Chinese government officials like to come up with a vast swath of reasons, pretty much all untrue, as reasons to destroy religious sites.
In an effort to suppress religious beliefs, the authorities often cite various high-sounding reasons for forcibly demolishing churches and Buddhist temples, such as claiming that these religious buildings are “polluting the water source” or “occupying farmland.”
When it comes to demolishing churches and temples, the Chinese Communist Party (CCP) is up to its all tricks: Destroying the holy sites for made-up reasons.
For instance, on December 16, 2018, the Municipal Party Secretary of Taizhou city, in eastern coastal China’s Zhejiang Province, visited a reservoir in Ningxi town to conduct an inspection and, upon seeing there was a Three-Self church, named Xiaokeng Church, next to the reservoir, he instructed the town’s mayor to demolish it.
Later that evening, the mayor called the head of the church and reiterated the order to tear the church down because, allegedly, it’s “too close to the reservoir and will pollute the water source.”
Naturally, the believers pointed out that they had permission to build the church, in that spot, with town government permission. If the church was truly polluting the water source, why did the government allow it to exist next to the reservoir?

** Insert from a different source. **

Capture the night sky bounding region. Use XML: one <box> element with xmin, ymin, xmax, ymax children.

And for more than 20 years, no less.
“The municipal Party secretary is the first in command. He can do anything he wants,” the town mayor said in response to the believers’ questions.
The next day, the church’s head and elders went to negotiate with the town mayor and the district’s religious section chief to keep the church. But the religious section chief remained firm, saying the church was illegal and must be demolished. In order to assuage the believers, the chief promised compensation after the church had been demolished, but on the sole condition that the church members do not oppose the destruction.

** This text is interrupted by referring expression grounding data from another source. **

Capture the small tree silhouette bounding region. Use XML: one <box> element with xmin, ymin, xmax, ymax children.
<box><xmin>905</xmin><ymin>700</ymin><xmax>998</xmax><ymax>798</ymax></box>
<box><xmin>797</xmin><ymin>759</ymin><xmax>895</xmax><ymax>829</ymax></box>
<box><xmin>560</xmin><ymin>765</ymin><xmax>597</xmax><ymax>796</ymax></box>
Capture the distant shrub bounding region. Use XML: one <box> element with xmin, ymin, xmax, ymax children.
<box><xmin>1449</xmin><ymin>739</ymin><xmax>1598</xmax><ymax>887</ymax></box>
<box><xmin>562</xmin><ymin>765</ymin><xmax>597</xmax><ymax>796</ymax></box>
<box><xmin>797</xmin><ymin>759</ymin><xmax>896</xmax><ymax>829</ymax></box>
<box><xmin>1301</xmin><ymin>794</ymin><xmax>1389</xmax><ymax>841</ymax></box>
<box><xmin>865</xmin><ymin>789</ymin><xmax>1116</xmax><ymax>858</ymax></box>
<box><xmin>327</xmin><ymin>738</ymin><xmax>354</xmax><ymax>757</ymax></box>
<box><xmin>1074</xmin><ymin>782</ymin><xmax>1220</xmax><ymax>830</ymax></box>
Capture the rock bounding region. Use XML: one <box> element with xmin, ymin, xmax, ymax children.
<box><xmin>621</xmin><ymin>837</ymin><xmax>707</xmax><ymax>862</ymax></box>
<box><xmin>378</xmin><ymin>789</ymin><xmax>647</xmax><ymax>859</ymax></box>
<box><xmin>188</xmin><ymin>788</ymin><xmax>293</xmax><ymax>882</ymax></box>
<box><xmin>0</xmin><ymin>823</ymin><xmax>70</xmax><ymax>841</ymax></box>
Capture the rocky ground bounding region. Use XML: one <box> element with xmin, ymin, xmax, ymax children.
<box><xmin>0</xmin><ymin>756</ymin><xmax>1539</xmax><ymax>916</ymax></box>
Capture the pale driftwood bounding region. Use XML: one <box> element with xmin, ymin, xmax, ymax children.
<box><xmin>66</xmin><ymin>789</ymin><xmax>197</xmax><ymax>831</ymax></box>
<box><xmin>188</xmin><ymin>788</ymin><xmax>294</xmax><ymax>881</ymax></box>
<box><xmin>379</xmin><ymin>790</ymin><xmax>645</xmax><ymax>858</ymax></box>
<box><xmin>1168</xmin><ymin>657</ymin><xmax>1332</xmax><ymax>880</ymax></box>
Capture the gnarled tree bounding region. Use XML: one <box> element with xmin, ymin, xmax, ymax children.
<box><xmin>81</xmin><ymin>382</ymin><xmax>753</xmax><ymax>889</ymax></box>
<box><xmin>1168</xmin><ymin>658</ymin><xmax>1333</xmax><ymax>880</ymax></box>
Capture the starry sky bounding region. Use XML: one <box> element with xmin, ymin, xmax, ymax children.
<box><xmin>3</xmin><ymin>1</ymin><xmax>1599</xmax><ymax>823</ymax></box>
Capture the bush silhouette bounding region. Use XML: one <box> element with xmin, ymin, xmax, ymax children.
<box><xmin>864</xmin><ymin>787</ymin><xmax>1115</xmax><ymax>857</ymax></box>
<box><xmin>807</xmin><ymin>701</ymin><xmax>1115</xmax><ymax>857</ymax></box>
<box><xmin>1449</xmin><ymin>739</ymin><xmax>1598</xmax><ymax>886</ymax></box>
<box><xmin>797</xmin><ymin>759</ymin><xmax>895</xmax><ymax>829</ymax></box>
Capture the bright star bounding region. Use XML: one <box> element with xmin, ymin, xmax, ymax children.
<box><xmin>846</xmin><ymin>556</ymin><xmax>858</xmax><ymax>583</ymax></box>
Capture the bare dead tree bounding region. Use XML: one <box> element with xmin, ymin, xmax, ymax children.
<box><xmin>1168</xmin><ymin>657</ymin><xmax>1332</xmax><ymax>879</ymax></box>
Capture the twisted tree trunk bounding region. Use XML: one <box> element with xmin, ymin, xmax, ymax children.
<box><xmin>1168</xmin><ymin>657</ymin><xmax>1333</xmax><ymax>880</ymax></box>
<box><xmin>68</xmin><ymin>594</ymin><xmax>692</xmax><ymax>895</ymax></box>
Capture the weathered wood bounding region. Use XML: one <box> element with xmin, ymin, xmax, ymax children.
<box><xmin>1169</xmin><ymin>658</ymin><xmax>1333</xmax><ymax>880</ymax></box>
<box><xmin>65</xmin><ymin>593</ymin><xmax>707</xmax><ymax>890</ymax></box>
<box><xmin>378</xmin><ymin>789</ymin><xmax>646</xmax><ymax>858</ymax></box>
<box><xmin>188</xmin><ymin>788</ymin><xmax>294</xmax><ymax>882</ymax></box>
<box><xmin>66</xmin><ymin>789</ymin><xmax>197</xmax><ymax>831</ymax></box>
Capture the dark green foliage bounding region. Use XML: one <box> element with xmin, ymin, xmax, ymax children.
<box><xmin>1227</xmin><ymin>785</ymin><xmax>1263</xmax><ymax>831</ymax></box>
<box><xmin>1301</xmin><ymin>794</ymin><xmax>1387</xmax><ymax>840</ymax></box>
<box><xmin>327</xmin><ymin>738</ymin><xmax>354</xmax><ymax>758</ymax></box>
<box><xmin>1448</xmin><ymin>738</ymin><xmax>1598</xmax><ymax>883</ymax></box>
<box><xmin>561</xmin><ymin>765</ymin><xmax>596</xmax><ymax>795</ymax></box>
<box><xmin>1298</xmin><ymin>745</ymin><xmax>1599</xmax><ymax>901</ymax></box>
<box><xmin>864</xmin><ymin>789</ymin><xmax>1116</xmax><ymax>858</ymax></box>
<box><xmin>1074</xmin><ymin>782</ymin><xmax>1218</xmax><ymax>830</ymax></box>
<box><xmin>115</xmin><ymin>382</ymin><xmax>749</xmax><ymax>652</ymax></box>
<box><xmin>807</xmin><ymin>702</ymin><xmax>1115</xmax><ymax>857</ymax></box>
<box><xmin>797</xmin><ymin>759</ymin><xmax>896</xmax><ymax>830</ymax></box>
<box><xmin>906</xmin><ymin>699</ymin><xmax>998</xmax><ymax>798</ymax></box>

The head of the church requested a promissory note for compensation but was refused. Guess who didn’t hold up his end of the “bargain”?
On December 18, demolition of the Xiaokeng Church began – and ten days later, it was razed to the ground.
The church had a long history, one that spanned more than 100 years.
In 1990, it was moved to the present location after the reservoir was expanded and, in 2015, due to old age, the church was rebuilt on the original site with 5 million RMB (about $741,300), which was voluntarily donated and raised by believers.
“There are villagers’ houses next to the reservoir, and they weren’t demolished. Only our church was demolished. This is persecution,” one church member said.
“Now that the church is gone, we have no choice but to rent an iron-sheet cabin to hold our gatherings. The rent costs 18,000 RMB (about $2,668) per year,” another believer said.
Over in the northern province of Hebei, a Buddhist temple was also forcibly demolished by the authorities on the suspicious grounds of being an “illegal building.”
On October 18, authorities in Hebei’s Shenzhou city dispatched about 30 demolition workers to destroy the Puguang Temple, which resulted in 12 Bodhisattva statues being destroyed.
Three days later, the temple was turned into a pile of rubble.
The reason cited by the authorities was that the temple “occupied basic farmland” and was an “illegal religious activity venue.”
But if you ask local elderly villagers, the site of the temple was not farmland as no crops had ever been planted there. And like the Xiaokeng Church, it, too, had received permission by the township government to be built.
According to sources, between June and August 2018, authorities repeatedly pressured the temple’s owner, even going so far as to issue a notice ordering her to have the temple demolished herself prior to a specified date or else be fined 200,000 RMB (about $30,000).
When the believers protested, local government officials threatened them, saying, “You won’t be able to appeal to the higher authorities. If you go to petition, you will be locked in a dark room and beaten up. You won’t even know who hit you.”
Because politics always wins in China.
“The demolition of crosses and churches is related to politics, but the government won’t tell you that. They will find lots of reasons, such as saying, ‘According to building laws, or according to advertising and trademark laws, the cross or the Buddha statue exceeds the standard height,’ but in fact, it is due to political reasons,” one government insider told Bitter Winter.
“Some local governments will explicitly state that various excuses need to be made when carrying out demolitions to avoid emotional resistance or a backlash from religious figures, and to prevent the international community from having something to use against them.”